- Kline's Mill Location within Virginia Kline's Mill Location within the United States
- Coordinates: 39°02′50″N 78°14′25″W﻿ / ﻿39.04722°N 78.24028°W
- Country: United States
- State: Virginia
- County: Frederick
- Time zone: UTC−5
- • Summer (DST): UTC−4
- GNIS feature ID: 1499634

= Kline's Mill, Virginia =

1794 flour mill in Virginia, US

Kline's Mill is a historic grinding mill in Frederick County, Virginia, United States. First built in the 1770s, the rebuilt 1794 mill contains original millwork and is a rare surviving example of a mechanism based on Oliver Evans' continuous milling system.

==History==
The original mill was constructed in the 1770s by German immigrant Jacob Kline (Note: In some sources, Jacob's last name is spelled as Klein. The son Anthony changed the family's surname to "Kline".) as a flax seed mill. It was then rebuilt and enlarged in 1794 by Jacob and his son Anthony Kline as a flour mill, with Anthony constructing the wooden mechanism. Anthony was known in the community as a cabinetmaker and constructed all the woodwork in the mill by hand. When the mill was rebuilt, living space for Anthony's family was included in the 1790s version; those now-anomalous fireplaces remain within the mill. The family lived in the mill until 1820, when they moved into a brick house that had been built nearby. The mill is a unique remaining artifact of the United States industrial past as seen in the Society of Architectural Historians' Archipedia, which said "a mill with its original machinery, in this case based on the Oliver Evans system, is rare."

The mill and the surviving community structures including the former post office, general store, and mill managers' houses are located on the present Ridings Mill Road near the former intersection of Klines Mill Road (Virginia Route 633) and Ridings Mill Road (Virginia Route 709) east of Interstate 81. The mill is the subject of a P. Buckley Moss print called "Whispers of Our Past".

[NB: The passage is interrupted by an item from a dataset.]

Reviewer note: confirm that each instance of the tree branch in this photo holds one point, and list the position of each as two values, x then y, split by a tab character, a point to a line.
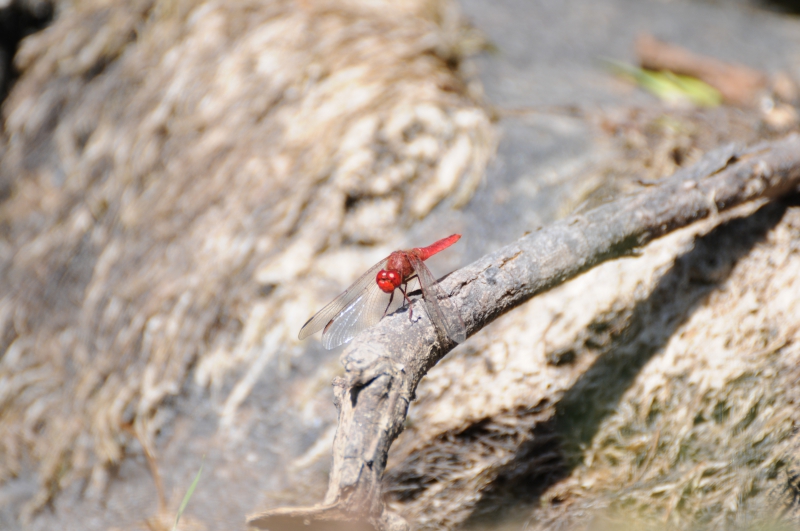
384	364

Little more than a plain address in 2022, Kline's Mill was a populated place at one time in Virginia history with a cemetery, (Note: A survey was done in October 1936 of the "Graveyard at Kline's Mill". Two headstones with inscriptions are mentioned – the millworks-maker Anthony Kline (1777–1859) and his wife Jemima (d. 1858).) multiple dwellings and businesses including a community post office and general store. Former residents, speaking of growing up in the greater Mill community, later characterized it as "the first shopping mall in the county" and a place to walk to for Saturday grocery-shopping. The Virginia Department of Historic Resources Rural Landmarks Survey says that Kline's Mill is "the finest eighteenth- and nineteenth-century mill/industrial complex in the county." Though the mill did not figure in the region's Civil War battles, local lore has "the Yankees coming through and taking the pillow slips off the beds at the house and filling them with meal for the soldiers."